Cyprus has stopped its citizenship-by investment (CBI) programme after a report by Al Jazeera alleged high-ranking politicians were willing to issue passports to convicted criminals. What’s your reaction to this recent development?
All efforts to screen applicants fall apart if there are corrupt individuals who are in a position to influence decision-making so that people who are clearly unacceptable can become citizens. That’s why it is important to have checks and balances built into the programme, but it’s even more vital to ensure that there are checks and balances on the influence that politicians and senior government officials have on a programme. You would like to think that governments are always trying to ensure that their systems prevent undue influence, but the problem with corruption is that it’s a secret offence. You can put everything in place – all the laws, regulations and safeguards – but it can still happen. A corrupt act is usually between two people – so it’s very difficult to spot. All forms of economic crime usually involve an insider because large scale fraud rarely happens completely from the outside. The moment there are corrupt individuals involved, it presents an opportunity to destabilise an entire system or government.

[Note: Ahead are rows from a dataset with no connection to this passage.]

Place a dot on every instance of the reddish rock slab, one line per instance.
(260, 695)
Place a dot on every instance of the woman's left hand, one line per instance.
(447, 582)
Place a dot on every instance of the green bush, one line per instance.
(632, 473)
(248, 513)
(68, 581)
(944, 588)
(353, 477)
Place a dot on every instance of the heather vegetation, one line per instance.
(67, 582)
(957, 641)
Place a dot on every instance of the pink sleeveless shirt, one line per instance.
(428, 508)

What about the money laundering risk?
Money laundering is often thrown into the discussion because it is a catch-all term for any economic crime that doesn’t fit in a specific category. It is a simple fact that people who are involved in any criminal activity will have to clean their money at some point. In some countries it is completely unnecessary because it doesn’t seem to matter that they got the money from an illicit source, but in the majority of countries it does, so they need to find a way to make that money clean. Money laundering is actually a big part of a criminal lifestyle. There are not many people who commit a crime once and then need to launder money just once. So, using a CBI programme as a means of laundering money is not a very effective way. The main reason is that you don’t get your money back. Laundering money means you are taking dirty money and you get clean money back. When it comes to investment migration, that’s not the case. Additionally, you can only do it once as you can’t keep on investing in different programmes. It doesn’t really help when you have got criminal profits coming from your criminal enterprise. It’s not the most obvious thing that people would want to use a CBI programme for. The same can be said about the tax evasion argument. CBI programmes require one-off payments, so, you are only tax evading once. It may be that you become a citizen of a country with a more attractive tax regime, but that’s not tax evasion, not even tax avoidance necessarily.

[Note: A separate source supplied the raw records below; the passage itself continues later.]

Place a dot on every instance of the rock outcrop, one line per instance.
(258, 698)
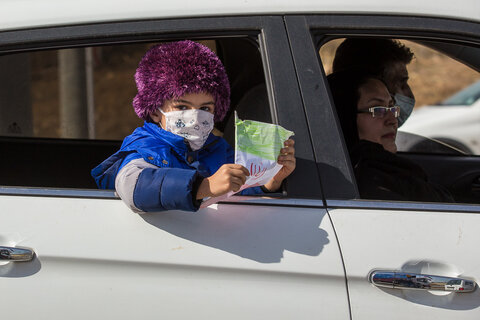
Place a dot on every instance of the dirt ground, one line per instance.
(433, 78)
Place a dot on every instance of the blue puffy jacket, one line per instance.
(180, 170)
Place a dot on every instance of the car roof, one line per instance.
(21, 14)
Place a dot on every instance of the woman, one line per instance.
(368, 117)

Is there anything that could be brought in from a European security perspective, such as another layer of checks and balances, that would give comfort to member states and EU institutions that the new citizens are fit and proper persons?
I recall that some 25 years ago there were discussions on a variety of security issues, such as co-operation between national police forces and the harmonisation of criminal laws. Very little of it actually happened, and I think one reason for it is that in areas such as security, policing and criminal justice, countries still feel the need to protect themselves as individual countries first and foremost, with the intention of maintaining their own sovereignty in such key areas. This is the argument that EU-based CBI schemes make.
How do you think the investment migration industry’s relationship with the EU will develop?
The sector has definitely recognised that it has come under scrutiny, but I think nobody is scared of that. What the industry wants to do is to make sure that it can withstand the scrutiny. Based on my experience, I can say that the programmes we work with are improving their processes, standards and checks all the time.